Core Concepts
Linear complexity attention mechanism in VRWKV offers efficient and scalable visual perception.
Abstract
Vision-RWKV introduces a model adapted from the RWKV model used in the NLP field for vision tasks. It efficiently handles sparse inputs, demonstrating robust global processing capabilities while scaling effectively. The reduced spatial aggregation complexity allows seamless processing of high-resolution images without windowing operations. Evaluations show that VRWKV matches ViT's classification performance with faster speeds and lower memory usage. In dense prediction tasks, it outperforms window-based models while maintaining comparable speeds. The model shows potential as an efficient alternative for visual perception tasks.
Stats
VRWKV-T achieves 75.1% top-1 accuracy trained only on ImageNet-1K, outperforming DeiT-T by 2.9 points.
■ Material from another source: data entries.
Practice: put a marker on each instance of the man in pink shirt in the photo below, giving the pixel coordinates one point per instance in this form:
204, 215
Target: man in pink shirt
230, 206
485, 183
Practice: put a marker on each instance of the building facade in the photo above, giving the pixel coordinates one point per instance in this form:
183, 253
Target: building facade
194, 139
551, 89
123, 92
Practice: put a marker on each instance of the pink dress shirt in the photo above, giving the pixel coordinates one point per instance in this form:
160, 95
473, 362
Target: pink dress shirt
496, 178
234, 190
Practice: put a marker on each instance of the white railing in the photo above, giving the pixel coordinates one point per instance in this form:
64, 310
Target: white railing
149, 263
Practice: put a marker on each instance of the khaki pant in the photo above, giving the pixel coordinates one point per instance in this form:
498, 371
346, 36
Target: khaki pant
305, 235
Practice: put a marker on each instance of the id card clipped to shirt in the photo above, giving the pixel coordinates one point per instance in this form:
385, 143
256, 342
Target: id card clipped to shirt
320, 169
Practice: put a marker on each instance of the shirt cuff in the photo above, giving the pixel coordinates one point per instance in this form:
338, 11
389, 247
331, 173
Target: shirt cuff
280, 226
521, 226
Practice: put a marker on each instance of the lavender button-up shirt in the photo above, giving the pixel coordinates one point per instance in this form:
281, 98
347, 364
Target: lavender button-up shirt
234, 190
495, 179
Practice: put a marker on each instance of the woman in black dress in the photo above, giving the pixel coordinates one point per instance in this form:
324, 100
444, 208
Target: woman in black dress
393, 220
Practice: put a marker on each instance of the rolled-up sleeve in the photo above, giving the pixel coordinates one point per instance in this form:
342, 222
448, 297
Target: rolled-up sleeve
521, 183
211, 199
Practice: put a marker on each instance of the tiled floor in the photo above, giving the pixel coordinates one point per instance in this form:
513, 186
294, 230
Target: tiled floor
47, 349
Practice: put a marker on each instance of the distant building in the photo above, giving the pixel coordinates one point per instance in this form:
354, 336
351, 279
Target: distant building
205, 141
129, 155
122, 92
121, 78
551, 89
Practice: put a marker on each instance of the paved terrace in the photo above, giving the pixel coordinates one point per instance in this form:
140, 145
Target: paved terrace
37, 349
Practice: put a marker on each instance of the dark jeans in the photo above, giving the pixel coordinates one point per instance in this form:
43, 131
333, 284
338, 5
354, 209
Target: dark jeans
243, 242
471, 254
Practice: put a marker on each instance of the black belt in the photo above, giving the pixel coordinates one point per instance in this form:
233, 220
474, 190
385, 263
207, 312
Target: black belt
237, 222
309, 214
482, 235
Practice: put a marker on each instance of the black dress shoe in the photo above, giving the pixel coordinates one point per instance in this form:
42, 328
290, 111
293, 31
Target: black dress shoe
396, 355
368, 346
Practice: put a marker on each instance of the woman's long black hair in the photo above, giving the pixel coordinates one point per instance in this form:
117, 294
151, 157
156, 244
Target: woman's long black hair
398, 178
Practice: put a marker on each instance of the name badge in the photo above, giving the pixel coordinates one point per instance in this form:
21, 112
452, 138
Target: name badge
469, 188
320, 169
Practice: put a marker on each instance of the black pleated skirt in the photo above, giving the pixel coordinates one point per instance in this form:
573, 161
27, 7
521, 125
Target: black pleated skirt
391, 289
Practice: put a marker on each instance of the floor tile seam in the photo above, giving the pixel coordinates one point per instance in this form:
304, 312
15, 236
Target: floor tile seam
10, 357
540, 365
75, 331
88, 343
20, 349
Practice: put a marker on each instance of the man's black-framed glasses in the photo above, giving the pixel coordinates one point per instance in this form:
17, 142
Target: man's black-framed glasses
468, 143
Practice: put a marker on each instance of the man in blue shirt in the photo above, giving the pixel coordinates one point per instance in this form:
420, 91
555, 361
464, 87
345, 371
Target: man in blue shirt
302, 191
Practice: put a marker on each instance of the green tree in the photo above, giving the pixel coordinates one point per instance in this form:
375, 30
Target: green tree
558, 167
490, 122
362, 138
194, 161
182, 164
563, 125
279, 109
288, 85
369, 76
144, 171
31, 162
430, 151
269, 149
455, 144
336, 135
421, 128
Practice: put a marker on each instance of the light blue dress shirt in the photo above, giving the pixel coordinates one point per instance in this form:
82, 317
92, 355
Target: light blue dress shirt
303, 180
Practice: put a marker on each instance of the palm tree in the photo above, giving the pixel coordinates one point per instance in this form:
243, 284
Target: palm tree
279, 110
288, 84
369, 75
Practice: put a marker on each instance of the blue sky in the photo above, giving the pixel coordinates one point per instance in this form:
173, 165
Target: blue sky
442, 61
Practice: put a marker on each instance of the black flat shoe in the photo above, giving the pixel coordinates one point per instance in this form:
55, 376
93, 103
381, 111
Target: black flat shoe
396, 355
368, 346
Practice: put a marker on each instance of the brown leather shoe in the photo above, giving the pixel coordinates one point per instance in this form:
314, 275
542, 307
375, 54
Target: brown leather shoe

VRWKV-L achieves a top-1 accuracy of 85.3% on ImageNet-22K, slightly higher than ViT-L.
On COCO dataset, VRWKV-L achieves 50.6% box mAP, 1.9 points better than ViT-L.
Quotes
"VRWKV matches ViT's classification performance with significantly faster speeds and lower memory usage."
"Our evaluations highlight VRWKV’s potential as a more efficient alternative for visual perception tasks."